Maryland Mortgage Refinance Calculator

By SoFi Editors | Updated November 10, 2025

Refinancing your home loan can be a strategic financial move that allows you to save money, change the type of mortgage loan you have, or access the equity you’ve built in your home. A mortgage refinance calculator helps you evaluate the financial impact of refinancing your current mortgage. Inputting details of your current loan and any proposed refinance terms could give you a clearer picture of your refinancing costs and potential savings, helping you make an informed decision about how to proceed.

Key Points

•   A Maryland mortgage refinance calculator can help homeowners evaluate the potential financial impact of refinancing their home loan.

•   The refinance calculator can estimate monthly payments, total interest, and the break-even point, which help determine whether refinancing will be beneficial.

•   Mortgage refinancing costs typically range from 2% to 5% of the loan amount, and a refinance calculator can help you factor these expenses into your decision.

•   Purchasing points can lower your interest rate and monthly payments, but you should use a refinance calculator to evaluate the time it will take for the savings to cover the upfront cost.

•   Reducing your loan term can reduce the total interest paid but increase monthly payments, while extending the term can do the opposite, so use a calculator to evaluate which could help you meet your financial goals.


Maryland Mortgage Refinance Calculator


Calculator Definitions

•   Remaining loan balance: The remaining loan balance is the principal amount you still owe on your current mortgage. This amount is key to knowing how soon you can refinance a mortgage.

•   Current/New interest rate: Interest is the percentage of the total loan amount charged by the lender. A lower interest rate can reduce monthly payments and total interest paid over the life of the loan.

•   Remaining/New loan term: The remaining loan term is the number of months left on your current mortgage. Your new loan term can be shorter or longer, depending on how you choose to meet your financial goals. A shorter term could reduce total interest but increase your monthly payments.

•   Points: Points are optional upfront fees that reduce your interest rate.

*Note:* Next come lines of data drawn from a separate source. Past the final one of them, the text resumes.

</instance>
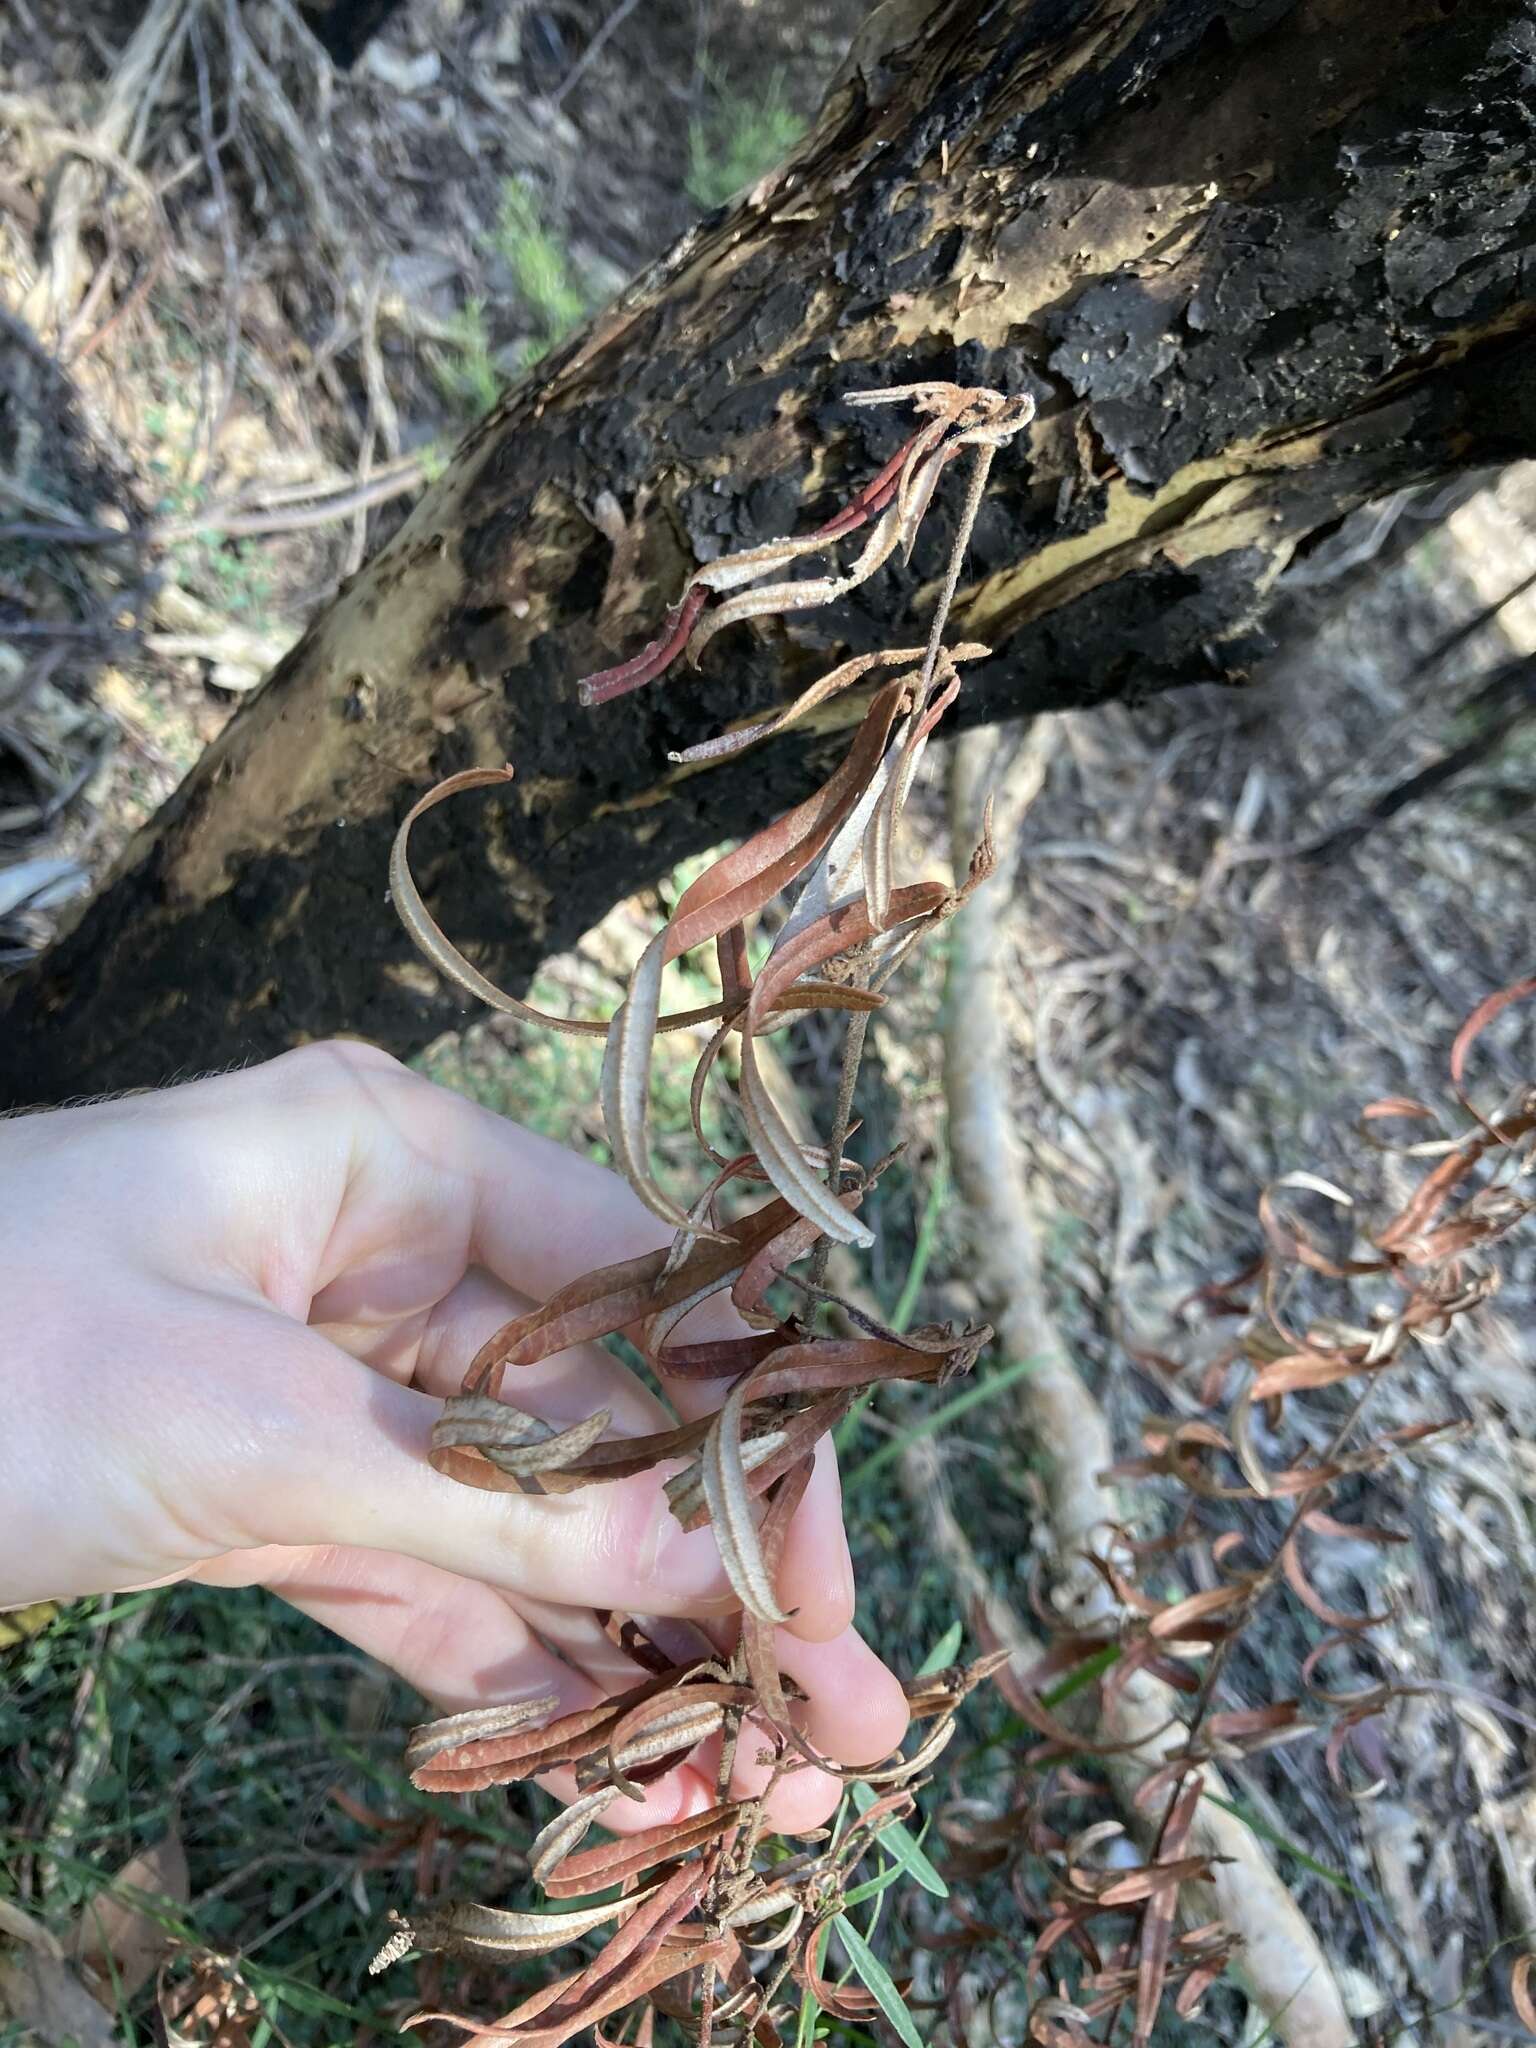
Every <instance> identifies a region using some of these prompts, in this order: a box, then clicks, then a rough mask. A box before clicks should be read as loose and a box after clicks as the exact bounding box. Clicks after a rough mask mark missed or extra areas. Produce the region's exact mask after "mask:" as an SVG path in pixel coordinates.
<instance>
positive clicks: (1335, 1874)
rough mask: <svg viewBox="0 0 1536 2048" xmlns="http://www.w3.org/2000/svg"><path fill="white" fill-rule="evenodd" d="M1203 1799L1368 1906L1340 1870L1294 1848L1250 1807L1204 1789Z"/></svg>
mask: <svg viewBox="0 0 1536 2048" xmlns="http://www.w3.org/2000/svg"><path fill="white" fill-rule="evenodd" d="M1206 1798H1208V1800H1210V1804H1212V1806H1221V1810H1223V1812H1229V1815H1231V1817H1233V1821H1241V1823H1243V1827H1249V1829H1251V1831H1253V1833H1255V1835H1257V1837H1260V1841H1268V1843H1270V1847H1274V1849H1284V1851H1286V1855H1290V1858H1292V1860H1294V1862H1298V1864H1300V1868H1303V1870H1311V1874H1313V1876H1315V1878H1323V1882H1325V1884H1333V1886H1335V1888H1337V1890H1341V1892H1348V1894H1350V1896H1352V1898H1364V1901H1366V1903H1368V1905H1370V1903H1372V1901H1370V1892H1362V1890H1360V1886H1358V1884H1352V1882H1350V1878H1346V1876H1343V1872H1341V1870H1329V1866H1327V1864H1319V1862H1317V1858H1315V1855H1309V1853H1307V1851H1305V1849H1298V1847H1296V1843H1294V1841H1290V1837H1288V1835H1282V1833H1280V1829H1278V1827H1270V1823H1268V1821H1266V1819H1264V1815H1260V1812H1253V1808H1251V1806H1247V1804H1241V1802H1239V1800H1231V1798H1219V1796H1217V1794H1214V1792H1206Z"/></svg>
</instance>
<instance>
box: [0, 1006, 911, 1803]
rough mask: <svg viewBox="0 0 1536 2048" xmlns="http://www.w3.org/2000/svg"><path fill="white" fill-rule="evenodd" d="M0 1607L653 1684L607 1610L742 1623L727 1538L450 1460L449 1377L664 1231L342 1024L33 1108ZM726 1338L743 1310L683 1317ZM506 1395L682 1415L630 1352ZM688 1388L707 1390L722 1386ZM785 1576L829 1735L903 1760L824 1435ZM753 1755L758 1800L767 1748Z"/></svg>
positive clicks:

Each point usually costs 1% of the loan amount and can lower your interest rate by 0.25%. It’s important to evaluate cost against potential savings when deciding whether to purchase points.

•   Other costs and fees: Refinancing is associated with various costs, including origination fees, appraisal fees, and attorney fees. These typically range from 2% to 5% of the new loan amount.

•   Monthly payment: Your monthly payment includes the principal and interest. A refinance calculator can help you compare your current monthly payment with the estimated payment after refinancing. Making lower monthly payments could free up cash flow, but that does not necessarily mean you’re saving in the long term.

•   Total interest: Total interest is the cost paid to the lender over the life of the loan, excluding the principal. Compare total interest paid for your current mortgage with the projected total interest after refinancing to assess your potential long-term savings.